Daniels had taken over the editorship of the News and Observer from his father, Josephus, Woodrow Wilson’s secretary of the Navy, a bone-dry Methodist who earned the enmity of naval officers by drying up their wardrooms. Josephus Daniels, incidentally, was no “populist,” as Ritterhouse suggests: He was a bitter enemy of an authentic populism that “fused” with Republicans to capture North Carolina for progressive policies in the 1890s. His attitudes were crudely racist—he sought to drive from the state a distinguished historian, John Spencer Bassett, who dared extol Booker T. Washington as “the greatest man, save General Lee, born in the South in a hundred years.” Jonathan admired his father but was a man of improved attitudes. He faced a revolutionary challenge at the helm of a stodgy family paper, but rose to it.

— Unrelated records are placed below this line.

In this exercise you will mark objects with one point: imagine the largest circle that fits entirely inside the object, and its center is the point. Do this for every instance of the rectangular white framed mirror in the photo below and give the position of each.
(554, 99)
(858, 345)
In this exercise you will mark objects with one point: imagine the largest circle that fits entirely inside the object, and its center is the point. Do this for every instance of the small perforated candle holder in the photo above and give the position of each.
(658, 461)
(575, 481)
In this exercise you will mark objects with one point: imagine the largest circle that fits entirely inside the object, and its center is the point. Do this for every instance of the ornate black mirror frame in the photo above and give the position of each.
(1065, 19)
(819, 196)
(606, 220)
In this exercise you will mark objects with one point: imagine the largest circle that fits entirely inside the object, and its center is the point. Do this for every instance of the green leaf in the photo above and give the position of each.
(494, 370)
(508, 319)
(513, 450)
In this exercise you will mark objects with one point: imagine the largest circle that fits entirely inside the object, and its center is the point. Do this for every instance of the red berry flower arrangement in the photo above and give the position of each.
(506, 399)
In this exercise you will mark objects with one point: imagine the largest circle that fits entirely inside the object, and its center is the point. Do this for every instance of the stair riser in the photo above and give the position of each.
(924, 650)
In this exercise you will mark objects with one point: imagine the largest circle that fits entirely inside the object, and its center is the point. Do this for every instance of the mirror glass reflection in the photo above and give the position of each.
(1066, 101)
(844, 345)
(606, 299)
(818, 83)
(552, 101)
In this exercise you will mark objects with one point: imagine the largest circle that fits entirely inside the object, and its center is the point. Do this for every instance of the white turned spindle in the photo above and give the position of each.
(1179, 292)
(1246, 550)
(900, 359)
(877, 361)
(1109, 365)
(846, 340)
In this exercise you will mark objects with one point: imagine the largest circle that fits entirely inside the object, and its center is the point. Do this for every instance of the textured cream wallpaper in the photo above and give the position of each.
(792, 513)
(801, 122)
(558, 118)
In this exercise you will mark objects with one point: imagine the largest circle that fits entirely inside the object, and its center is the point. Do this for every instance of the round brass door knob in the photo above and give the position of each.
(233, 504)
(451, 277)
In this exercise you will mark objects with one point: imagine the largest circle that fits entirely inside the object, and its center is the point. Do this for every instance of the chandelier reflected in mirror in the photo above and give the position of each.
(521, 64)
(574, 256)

The younger Daniels’s usual reportorial technique in his brief 1937 Southern hegira was the interview with key players, spiced with irreverence and reinforced by wide reading. Ritterhouse, following his trail after 80 years, has taken pains, as Daniels himself did, to expose the human and cultural variety that lurks behind sweeping designations of the South as a single entity.

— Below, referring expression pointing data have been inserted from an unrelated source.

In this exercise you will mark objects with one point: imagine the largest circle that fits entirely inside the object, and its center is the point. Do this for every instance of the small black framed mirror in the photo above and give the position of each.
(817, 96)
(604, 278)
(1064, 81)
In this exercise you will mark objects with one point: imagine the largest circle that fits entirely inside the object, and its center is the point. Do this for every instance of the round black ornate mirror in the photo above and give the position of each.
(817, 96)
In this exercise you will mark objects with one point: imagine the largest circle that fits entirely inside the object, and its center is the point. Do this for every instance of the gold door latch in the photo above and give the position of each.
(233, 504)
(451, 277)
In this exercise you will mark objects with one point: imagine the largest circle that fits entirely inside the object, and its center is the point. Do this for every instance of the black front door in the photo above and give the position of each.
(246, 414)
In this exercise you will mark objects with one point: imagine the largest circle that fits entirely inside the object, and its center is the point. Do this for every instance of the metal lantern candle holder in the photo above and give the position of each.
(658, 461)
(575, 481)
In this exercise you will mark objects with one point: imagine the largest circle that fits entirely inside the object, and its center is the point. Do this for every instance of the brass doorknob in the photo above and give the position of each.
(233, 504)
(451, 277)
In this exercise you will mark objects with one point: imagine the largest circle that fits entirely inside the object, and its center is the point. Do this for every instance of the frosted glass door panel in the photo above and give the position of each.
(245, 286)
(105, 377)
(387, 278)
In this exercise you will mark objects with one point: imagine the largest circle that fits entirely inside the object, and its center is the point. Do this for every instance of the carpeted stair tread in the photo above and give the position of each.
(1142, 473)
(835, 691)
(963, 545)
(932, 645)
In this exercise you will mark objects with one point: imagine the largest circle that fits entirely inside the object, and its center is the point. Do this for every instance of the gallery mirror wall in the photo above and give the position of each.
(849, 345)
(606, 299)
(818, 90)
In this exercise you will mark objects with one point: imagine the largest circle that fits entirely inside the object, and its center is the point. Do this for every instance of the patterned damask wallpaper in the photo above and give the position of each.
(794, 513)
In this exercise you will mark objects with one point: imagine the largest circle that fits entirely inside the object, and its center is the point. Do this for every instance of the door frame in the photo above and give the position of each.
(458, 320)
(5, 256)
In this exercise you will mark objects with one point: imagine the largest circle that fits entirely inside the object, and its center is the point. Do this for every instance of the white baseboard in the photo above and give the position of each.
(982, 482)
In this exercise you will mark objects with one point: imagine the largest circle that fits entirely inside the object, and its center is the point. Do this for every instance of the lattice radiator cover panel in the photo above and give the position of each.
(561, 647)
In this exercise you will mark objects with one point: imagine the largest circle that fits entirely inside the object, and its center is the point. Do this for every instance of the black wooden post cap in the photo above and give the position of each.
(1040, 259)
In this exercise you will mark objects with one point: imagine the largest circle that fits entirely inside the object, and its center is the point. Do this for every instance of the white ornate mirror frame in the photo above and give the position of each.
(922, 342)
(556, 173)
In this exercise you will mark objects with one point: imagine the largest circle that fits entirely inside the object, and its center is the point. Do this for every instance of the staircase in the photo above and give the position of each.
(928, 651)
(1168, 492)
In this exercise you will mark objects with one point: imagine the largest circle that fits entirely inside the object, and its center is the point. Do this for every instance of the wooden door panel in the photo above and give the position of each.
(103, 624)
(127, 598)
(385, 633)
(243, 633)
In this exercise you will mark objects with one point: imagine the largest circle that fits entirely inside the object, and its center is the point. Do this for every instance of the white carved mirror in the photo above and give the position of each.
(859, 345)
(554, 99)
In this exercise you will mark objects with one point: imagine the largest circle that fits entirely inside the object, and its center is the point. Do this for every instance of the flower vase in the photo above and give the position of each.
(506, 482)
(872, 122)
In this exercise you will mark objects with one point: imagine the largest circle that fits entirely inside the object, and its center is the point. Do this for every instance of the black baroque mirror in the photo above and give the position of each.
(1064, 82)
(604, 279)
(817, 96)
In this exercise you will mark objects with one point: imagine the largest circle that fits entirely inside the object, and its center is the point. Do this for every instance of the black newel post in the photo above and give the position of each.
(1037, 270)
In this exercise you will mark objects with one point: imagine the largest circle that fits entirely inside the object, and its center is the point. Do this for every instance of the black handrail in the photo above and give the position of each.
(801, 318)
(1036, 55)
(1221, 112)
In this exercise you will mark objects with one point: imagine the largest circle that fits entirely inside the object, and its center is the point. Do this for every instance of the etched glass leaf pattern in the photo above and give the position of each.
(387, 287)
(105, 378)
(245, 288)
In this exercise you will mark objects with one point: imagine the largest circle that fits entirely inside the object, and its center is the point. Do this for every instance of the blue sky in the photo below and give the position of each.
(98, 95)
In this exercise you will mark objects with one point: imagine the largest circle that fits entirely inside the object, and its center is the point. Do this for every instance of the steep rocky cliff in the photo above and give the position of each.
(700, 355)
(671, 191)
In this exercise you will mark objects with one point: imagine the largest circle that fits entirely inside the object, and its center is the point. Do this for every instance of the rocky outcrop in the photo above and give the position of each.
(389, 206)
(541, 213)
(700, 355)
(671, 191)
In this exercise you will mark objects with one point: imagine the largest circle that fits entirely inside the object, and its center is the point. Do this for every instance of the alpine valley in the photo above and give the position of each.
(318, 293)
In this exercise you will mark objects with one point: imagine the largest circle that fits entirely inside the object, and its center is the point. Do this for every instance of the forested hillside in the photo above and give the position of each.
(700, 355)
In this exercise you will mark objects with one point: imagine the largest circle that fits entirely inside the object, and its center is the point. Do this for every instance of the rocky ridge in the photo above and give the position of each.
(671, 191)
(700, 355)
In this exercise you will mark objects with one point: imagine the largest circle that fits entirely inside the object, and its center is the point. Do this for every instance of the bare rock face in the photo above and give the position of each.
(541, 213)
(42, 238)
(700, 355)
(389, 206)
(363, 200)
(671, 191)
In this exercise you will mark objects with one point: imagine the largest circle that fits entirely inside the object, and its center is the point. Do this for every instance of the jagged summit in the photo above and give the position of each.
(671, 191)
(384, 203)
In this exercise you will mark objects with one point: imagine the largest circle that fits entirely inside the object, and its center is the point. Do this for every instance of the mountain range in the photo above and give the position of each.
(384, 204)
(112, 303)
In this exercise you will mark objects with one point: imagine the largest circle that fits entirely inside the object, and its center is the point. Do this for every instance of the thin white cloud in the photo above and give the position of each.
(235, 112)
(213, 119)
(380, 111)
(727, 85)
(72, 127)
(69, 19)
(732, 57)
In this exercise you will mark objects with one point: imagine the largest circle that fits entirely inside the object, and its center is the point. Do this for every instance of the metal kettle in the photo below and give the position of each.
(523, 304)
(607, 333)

Daniels wrote perceptively about the tensions between the “regionalists” of Chapel Hill and the “Agrarians” of Nashville. The former were scholars of a sociological bent, inspired by Howard W. Odum’s influential treatise Southern Regions of the United States. They sought a future free from what they identified as “Lost Cause nostalgia.” By contrast, the Agrarian writers and poets, including such distinguished figures as John Crowe Ransom and Allen Tate, extolled the best values of the Old South and resisted the siren song of “progress.” The spirits of both schools linger still. At today’s remove it is clear that this argument was more methodological than thematic. The regionalists were analytical, with sociologists like Odum and his protégé Rupert Vance in the vanguard, impatient with quaint appeals to rural leisure. But Odum and Vance were farm boys, acquainted firsthand with the soil. The Agrarians were sheltered, scholarly men of letters, valuing folk memory, some of it imaginary. Scorned by many progressives, they enjoyed a last laugh when “New South” prosperity yielded ill-distributed wealth and urban blight. Jonathan Daniels was not an impartial arbiter, but he made a game effort to give the romantics their due.

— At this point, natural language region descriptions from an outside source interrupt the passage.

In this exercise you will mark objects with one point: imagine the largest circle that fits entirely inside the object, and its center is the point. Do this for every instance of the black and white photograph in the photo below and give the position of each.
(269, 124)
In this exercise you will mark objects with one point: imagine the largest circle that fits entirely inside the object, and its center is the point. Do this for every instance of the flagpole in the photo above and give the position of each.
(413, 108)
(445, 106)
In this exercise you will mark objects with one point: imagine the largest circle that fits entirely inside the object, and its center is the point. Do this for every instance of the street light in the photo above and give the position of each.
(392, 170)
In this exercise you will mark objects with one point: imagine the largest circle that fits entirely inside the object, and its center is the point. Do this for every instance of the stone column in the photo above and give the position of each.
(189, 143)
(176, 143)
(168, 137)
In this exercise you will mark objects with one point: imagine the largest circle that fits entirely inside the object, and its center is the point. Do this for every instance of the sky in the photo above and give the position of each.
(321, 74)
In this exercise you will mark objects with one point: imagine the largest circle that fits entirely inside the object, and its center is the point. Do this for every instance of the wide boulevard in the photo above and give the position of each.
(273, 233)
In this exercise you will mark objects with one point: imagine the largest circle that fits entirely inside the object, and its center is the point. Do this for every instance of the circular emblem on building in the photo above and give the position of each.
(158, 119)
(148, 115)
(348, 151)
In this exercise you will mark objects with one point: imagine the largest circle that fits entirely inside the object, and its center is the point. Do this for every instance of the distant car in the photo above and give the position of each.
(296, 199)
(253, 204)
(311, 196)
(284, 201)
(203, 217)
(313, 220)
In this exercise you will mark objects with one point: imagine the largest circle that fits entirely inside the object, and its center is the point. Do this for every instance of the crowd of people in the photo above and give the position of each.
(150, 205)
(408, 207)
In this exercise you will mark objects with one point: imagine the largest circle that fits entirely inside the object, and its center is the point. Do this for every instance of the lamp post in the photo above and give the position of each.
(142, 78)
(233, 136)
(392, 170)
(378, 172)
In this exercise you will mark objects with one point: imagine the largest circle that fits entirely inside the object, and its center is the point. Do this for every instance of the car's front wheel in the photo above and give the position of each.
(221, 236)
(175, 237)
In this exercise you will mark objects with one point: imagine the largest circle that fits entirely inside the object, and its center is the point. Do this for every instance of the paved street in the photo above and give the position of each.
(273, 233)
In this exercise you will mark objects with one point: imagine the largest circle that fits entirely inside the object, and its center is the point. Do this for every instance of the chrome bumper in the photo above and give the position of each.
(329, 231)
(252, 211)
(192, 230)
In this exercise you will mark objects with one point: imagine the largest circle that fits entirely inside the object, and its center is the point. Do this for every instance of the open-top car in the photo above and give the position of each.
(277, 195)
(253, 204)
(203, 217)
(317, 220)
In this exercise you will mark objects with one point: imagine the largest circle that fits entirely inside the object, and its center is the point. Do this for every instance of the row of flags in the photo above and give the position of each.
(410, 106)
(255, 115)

The most interesting pages of Ritterhouse’s book recount Daniels’s visit to Atlanta and its star personality, Margaret Mitchell, author of Gone With the Wind. When Mitchell, a newspaper gossip writer, turned her formidable talent to Scarlett O’Hara and Rhett Butler she struck gold. Daniels treated her and her bestseller, though not her booming city, with sympathetic detachment and intelligence.

Ritterhouse, a professor of history at George Mason University, has offered an uncommonly well-informed reexamination of the Dixie of the latter Depression, abstaining from the moralism that often flaws the historical writing of her generation. That she views the South of the 1930s (and after) through an elder’s eye is a strength, not a weakness. In the period just before publishing his book, Jonathan Daniels had come to terms with his limited gift for fiction and turned, in his “discovery” of the South, to higher reportage. What he didn’t know, he took pains to learn; the same may be said of the historian who now follows his tracks. The resulting blend of generational perspectives deserves a place on the small shelf of enduring Southern studies.

Edwin M. Yoder Jr. is a Pulitzer Prize-winning former editor and columnist in Washington.